After Durant went down in Game 5 of Golden State’s second round playoff match-up with Houston, Curry became the team’s lone shot creator and primary playmaker. Obviously Klay Thompson can create his own shot, but he does most of his work moving without the ball. Draymond Green is a great playmaker in his own right, but he’s not the greatest creator off the dribble. The Warriors were left without a secondary shot creator and it was exposed in their NBA Finals defeat to the Toronto Raptors. With Curry turning 32 years old next season and coming off a postseason run that saw him play career highs in games (22) and minutes (846), preservation is more important than ever for the franchise staple. Russell provides a pathway to that for Golden State and their favorite adopted son.

Curry has played only six percent of his 23,859 career minutes at shooting guard, something I’d expect to drastically change playing alongside Russell. Obviously Curry has been no stranger to playing a less-dominant ball handling role after playing the last three seasons next to Kevin Durant. So we’ve established that Curry’s off-ball ability should mesh well with Russell, while Russell’s shot creation and playmaking should allow Curry’s workload not to be so heavy in 2019. Especially when Curry is not on the floor, Russell will be the lifeblood to keeping the Warriors’ offense pumping. But the success of the Warriors season next year will go much further than just Curry and Russell playing or fitting together.

Russell’s Impact on The Other Warriors

The potential of a Russell-Green pick-and-roll combo for Golden State should draw fear from the rest of the Western Conference.
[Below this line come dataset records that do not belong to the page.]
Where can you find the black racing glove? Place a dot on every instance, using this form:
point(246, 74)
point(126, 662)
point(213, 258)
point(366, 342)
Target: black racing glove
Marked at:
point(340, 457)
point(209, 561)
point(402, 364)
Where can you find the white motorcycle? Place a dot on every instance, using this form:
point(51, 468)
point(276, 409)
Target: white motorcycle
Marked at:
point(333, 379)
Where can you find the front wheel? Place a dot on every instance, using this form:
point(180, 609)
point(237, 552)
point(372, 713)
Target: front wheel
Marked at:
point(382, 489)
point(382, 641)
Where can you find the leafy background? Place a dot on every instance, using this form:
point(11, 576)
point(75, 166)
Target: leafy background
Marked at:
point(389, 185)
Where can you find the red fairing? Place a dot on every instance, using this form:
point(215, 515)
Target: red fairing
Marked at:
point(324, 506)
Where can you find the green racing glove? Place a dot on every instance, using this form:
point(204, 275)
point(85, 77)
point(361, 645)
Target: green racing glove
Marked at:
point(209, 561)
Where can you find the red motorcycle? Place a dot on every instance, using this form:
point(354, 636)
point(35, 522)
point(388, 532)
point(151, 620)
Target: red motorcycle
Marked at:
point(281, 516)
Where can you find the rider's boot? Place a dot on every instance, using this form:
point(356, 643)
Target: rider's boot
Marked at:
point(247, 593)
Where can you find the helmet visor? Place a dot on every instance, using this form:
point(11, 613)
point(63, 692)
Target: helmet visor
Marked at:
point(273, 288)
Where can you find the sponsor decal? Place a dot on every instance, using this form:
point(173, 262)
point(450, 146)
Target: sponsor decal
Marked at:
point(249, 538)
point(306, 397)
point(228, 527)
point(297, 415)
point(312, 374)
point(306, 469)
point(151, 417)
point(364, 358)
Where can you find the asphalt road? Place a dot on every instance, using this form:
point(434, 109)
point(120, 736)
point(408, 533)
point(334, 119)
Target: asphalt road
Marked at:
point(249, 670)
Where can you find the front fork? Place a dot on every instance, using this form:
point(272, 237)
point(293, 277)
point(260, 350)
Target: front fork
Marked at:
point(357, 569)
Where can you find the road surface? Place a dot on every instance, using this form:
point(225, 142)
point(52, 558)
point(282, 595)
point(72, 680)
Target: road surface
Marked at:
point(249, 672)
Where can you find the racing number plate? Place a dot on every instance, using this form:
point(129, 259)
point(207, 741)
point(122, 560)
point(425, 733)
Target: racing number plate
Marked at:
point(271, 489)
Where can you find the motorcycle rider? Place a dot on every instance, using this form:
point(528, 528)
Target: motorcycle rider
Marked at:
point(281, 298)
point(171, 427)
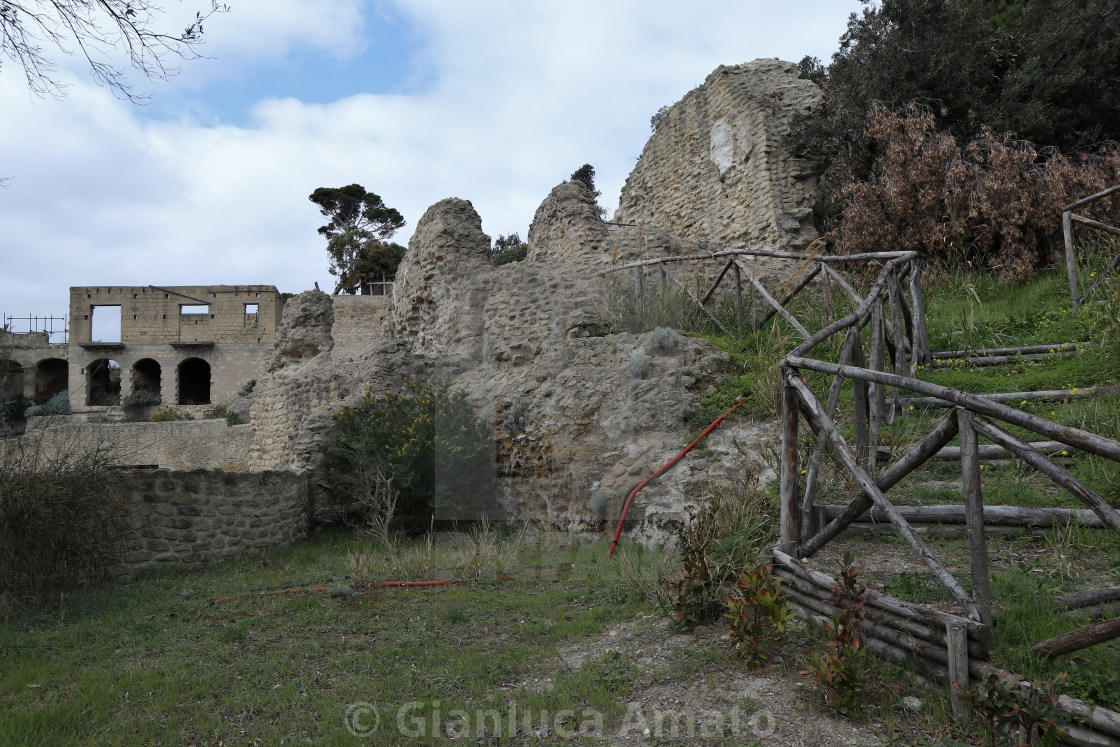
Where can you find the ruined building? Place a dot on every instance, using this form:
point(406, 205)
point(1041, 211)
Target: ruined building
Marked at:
point(190, 345)
point(575, 423)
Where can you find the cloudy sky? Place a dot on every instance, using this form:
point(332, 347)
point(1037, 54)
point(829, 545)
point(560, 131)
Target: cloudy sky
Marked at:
point(494, 101)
With Russell leading the league in pick-and-rolls ran last season — combined with Green’s incredible ability as a short roller — should be a new wrinkle to Kerr’s offensive system. Even Russell’s post-up abilities — something he didn’t use much in Brooklyn — could be an extremely valuable asset within the Warriors offense. Golden State loves utilizing post-up– it’s one of the staples of their offensive system. Putting Russell down on the block against smaller guards is another asset we could see Kerr look to utilize. All of this should lead to higher quality and easier looks for both Curry and Thompson.
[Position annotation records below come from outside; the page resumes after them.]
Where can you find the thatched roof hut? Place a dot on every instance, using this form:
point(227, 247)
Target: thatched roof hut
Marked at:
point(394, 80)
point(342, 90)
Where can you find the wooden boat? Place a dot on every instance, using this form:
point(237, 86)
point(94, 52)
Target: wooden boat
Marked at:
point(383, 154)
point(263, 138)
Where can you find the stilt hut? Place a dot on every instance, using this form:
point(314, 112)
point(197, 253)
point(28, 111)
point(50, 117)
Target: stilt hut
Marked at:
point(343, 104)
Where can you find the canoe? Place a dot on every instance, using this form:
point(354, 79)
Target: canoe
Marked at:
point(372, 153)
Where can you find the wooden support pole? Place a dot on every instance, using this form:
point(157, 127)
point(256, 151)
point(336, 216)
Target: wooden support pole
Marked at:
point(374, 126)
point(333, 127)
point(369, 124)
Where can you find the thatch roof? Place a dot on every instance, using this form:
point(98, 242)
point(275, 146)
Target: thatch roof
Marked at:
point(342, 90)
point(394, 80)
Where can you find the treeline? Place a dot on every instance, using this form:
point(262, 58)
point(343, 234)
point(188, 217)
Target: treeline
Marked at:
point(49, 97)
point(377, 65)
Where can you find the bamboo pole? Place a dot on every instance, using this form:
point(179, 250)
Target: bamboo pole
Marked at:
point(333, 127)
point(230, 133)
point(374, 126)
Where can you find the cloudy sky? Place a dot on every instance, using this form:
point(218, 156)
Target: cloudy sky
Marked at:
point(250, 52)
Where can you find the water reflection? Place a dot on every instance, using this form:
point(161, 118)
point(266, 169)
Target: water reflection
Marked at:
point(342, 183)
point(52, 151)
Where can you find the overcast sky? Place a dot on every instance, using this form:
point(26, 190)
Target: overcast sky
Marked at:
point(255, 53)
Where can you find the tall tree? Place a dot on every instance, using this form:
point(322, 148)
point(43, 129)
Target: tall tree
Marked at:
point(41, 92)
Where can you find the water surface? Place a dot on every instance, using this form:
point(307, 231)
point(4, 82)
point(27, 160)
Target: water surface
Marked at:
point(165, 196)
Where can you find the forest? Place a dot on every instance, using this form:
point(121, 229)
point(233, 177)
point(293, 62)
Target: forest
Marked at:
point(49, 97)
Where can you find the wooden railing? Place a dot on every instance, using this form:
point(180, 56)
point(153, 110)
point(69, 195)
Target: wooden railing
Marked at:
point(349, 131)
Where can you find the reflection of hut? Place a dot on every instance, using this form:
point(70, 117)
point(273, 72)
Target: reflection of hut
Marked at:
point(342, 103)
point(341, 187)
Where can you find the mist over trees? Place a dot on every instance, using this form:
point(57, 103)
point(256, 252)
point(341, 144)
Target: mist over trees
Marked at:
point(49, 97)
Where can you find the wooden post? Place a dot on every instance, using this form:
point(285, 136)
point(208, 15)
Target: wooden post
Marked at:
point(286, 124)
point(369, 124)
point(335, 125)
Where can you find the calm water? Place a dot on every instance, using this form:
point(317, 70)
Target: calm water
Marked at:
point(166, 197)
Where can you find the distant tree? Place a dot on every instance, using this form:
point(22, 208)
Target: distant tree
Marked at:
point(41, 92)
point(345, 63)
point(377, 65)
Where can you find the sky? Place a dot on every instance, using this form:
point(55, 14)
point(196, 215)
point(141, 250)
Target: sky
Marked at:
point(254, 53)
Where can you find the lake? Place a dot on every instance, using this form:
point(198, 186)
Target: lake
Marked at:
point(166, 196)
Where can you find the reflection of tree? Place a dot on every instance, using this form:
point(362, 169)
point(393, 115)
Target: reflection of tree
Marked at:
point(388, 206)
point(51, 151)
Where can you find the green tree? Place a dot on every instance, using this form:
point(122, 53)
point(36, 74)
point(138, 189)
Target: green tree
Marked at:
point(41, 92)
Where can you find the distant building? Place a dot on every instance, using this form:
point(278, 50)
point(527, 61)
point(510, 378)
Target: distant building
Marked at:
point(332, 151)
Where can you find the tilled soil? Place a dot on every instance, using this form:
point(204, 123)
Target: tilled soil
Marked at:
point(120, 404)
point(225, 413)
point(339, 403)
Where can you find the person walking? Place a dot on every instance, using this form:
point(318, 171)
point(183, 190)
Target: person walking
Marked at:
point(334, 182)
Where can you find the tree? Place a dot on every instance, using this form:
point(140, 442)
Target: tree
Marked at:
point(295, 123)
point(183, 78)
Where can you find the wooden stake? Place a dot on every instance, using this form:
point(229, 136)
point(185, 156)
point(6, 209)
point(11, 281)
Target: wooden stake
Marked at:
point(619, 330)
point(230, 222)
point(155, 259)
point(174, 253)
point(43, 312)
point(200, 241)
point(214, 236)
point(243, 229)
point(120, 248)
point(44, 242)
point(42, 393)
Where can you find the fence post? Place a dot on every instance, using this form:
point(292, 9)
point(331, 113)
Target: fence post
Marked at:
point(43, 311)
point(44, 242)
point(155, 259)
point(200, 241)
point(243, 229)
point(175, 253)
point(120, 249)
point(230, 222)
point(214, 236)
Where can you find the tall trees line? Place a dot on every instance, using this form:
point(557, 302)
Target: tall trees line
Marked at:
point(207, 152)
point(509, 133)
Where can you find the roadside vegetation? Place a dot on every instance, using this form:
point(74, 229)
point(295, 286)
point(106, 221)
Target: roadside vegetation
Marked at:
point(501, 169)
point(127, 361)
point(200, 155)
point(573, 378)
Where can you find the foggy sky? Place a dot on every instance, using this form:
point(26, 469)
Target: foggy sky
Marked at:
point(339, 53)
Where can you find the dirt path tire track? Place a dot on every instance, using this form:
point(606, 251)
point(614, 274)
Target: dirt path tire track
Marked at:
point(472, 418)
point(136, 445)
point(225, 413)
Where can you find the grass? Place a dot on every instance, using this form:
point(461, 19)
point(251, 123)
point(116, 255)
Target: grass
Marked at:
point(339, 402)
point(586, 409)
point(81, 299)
The Warriors’ New Depth and Youth

Defensively, there’s clearly some concerns with playing Curry and Russell together. But that’s where the other offseason additions Myers made should pay off for Golden State. During their dynastic run in the late 2010’s, the Warriors haven’t been know for their depth really ever. They usually went 7-8 guys deep, with their bench being highlighted by veterans like Andre Iguodala and Shaun Livingston. Now with both of those familiar faces gone, Myers took an approach of building a more hefty bench for the 2019-20 season.

Both Alfonzo McKinnie and Jacob Evans are young wings who provide Golden State with two adequate defenders and shooters to throw at the Kawhi Leonard, Paul George and LeBron James’ of the world in the west. Then, the Warriors re-signed forward Kevon Looney and brought in center Willie Cauley-Stein through free agency. Both address Golden State’s perceived size issue, giving them two mobile big men who can defend their asses off and protect the rim. Finally, you add in scorers like veteran Alec Burks and rookies Jordan Poole and Eric Paschall. All three bring in much-needed scoring and shooting ability to the Warriors second unit. Paschall and Poole are two scorers who can get hot in a hurry.

Golden State Isn’t Dead Yet

Ultimately, the Warriors did lose a transcendent in Kevin Durant and that effect will be felt. But to paint false narratives about Russell as a player and person while saying their dynasty is over is beyond foolish. Bob Myers did all he could to help keep the championship infrastructure in The Bay as well grounded as possible. They added a 23-year-old all-star who can help the longevity of their foundational star and a bridge to the future without him.

They got younger, more athletic, bigger and kept their big three core of Curry, Thompson and Green intact. Maybe Golden State’s dynasty is over, maybe they will trade Russell in six months and all of this will be for not. But I’m not doubting a proven champion who did everything they could to stay afloat in the raging waters of the current NBA landscape.

You can sell your Golden State Warriors stock, I’ll gladly buy up all of it.